お姫様

 セジャはバンガスに試作品の話をたっぷりした後、ココノアとウーヴァがなかなか戻ってこないことに気付いた。研究内容について話し出すとつい時間を忘れてしまうのは研究者の性か、二人が揃って扉を開けて廊下へ顔を出す。

「ココ君、調子は――」

「しーっ」

 その廊下ではココノアとウーヴァが座り込んでいた。仲良く並んではいるが、ココノアは口を半開きの状態でウーヴァに寄りかかって眠っている。涎こそ垂れていないが、緩みきった間抜けな表情だ。

「ココちゃん、眠てえんだって」

「……だからってこんなところで寝ちゃうかな、普通」

 セジャが頭を振って大げさに呆れてみせ、ココノアの前にしゃがみこんだ。結ばれていない髪をちょいちょいと引っ張ってみるが、彼女はむにゃむにゃと口を動かすだけで目覚めない。摘んだ毛先を見ると、日焼けのせいか枝毛がちらほら。

「起こす?」

「起きるのかね、これは」

 笑ったセジャがココノアの頬を人差し指で雄が、彼女は「むぇ……」と謎の鳴き声を出して逃げるようにして顔をそむける。

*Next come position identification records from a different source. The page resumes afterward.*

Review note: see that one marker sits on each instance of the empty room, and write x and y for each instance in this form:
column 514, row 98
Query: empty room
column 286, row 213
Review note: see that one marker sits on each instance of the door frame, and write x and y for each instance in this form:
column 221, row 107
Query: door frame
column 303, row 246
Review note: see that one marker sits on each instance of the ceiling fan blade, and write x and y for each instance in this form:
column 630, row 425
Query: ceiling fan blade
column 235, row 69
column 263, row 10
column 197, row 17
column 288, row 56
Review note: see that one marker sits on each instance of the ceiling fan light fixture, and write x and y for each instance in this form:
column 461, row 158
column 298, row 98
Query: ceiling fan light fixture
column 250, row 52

「よっぽど眠たかったんだね。研究室にソファがあるし、中に運んだほうが……」

 バンガスの提案にセジャが頷いた。心優しき巨人を見上げ、次いで大型犬を見下ろす。ココノアを運ぶにはどちらが適任かと少し悩み、髪を高い位置で結んでいる大型犬と目を合わせた。

「ウー君、ココ君を運んでくれる? まったくもう、ココ君ってほんとどこでも寝ちゃうよねー」

「ココちゃん、そんなに寝るの」

 ウーヴァがココノアの背中と膝裏に手を入れ、ぐっと持ち上げた。重たそうな頭部がくたりと肩によりかかる。

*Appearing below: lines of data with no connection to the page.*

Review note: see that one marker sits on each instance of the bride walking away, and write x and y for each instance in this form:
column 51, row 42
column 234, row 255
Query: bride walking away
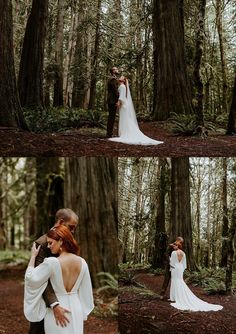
column 181, row 296
column 129, row 132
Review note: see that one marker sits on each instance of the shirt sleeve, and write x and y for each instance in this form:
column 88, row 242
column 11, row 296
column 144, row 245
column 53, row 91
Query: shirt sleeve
column 86, row 293
column 122, row 93
column 184, row 262
column 36, row 280
column 172, row 260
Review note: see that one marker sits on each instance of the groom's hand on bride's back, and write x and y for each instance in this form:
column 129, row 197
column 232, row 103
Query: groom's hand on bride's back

「普段はそんなことないけど、眠たい時はびっくりするぐらいすーっと寝ちゃうんだよね。ま、どうせココ君のことだし、夜遅くまでせっせと商品作ってたんでしょ」

「ねぶそくだ」

「そうそう、寝不足。ウー君、覚えが早いねー」

 バンガスが研究室の扉を開け、ウーヴァがそちらに向かって歩き出す。

 抱き上げられても起きなかったココノアだが、流石に目を覚ました。

「んぇ……?」

「あ、ココちゃん、おはよ」

「……おはよう。ところで、僕……自分の体勢がいまいちよく分からないんだけ、ど……」

 目をぱちくりさせたココノアが随分近いウーヴァの顔から目を逸らし、はたと気付く。

「う、わあ。ちょっと待った。ウーヴァ、下ろして下ろして!」

「ココ君、この間もチー君にお姫様抱っこされてたよね」

「え、そうだっけ――っていいから、ウーヴァ下ろしてってば」

 ウーヴァがゆっくりとココノアを地面に立たせると、彼女は恥ずかしそうに眉間に皺を寄せて髪の毛をかき混ぜた。結ばれていない髪の毛がぐしゃぐしゃと絡む。

「この間、晩御飯の途中で寝ちゃったでしょ。その時にチー君がお姫様抱っこして部屋に連れ帰ってたよ」

「……ツィーネめ」

 この場にいない精霊に恨みを込めて呻く。

 衝撃的な目覚めだったからか眠気はすっかり吹き飛んだらしく、ココノアはすっきりした顔になって一つ息をつく。状況はともかく起こしてくれた三人には簡単に礼を言い、そのままセジャと話し始める。

 ウーヴァはちょうど隣にいるバンガスを見上げた。

「なあ、バンガス」

「え、僕? うん、どうしたの」

「お姫様って、なんだっけ」

 バンガスは唐突な質問に一瞬硬直した。

 その隙に、ココノアがばっと振り返って「知らなくていいよ!」と唇を尖らせ、セジャはげらげらと笑いながら「今度、お姫様が出てくる絵本を持っていってあげるよ」と笑った。



「え、嘘」

 ココノアからぽろりとこぼれ落ちた言葉に、セジャは困ったように頬をかいて「嘘じゃないんだよね、これが」と唇を歪めた。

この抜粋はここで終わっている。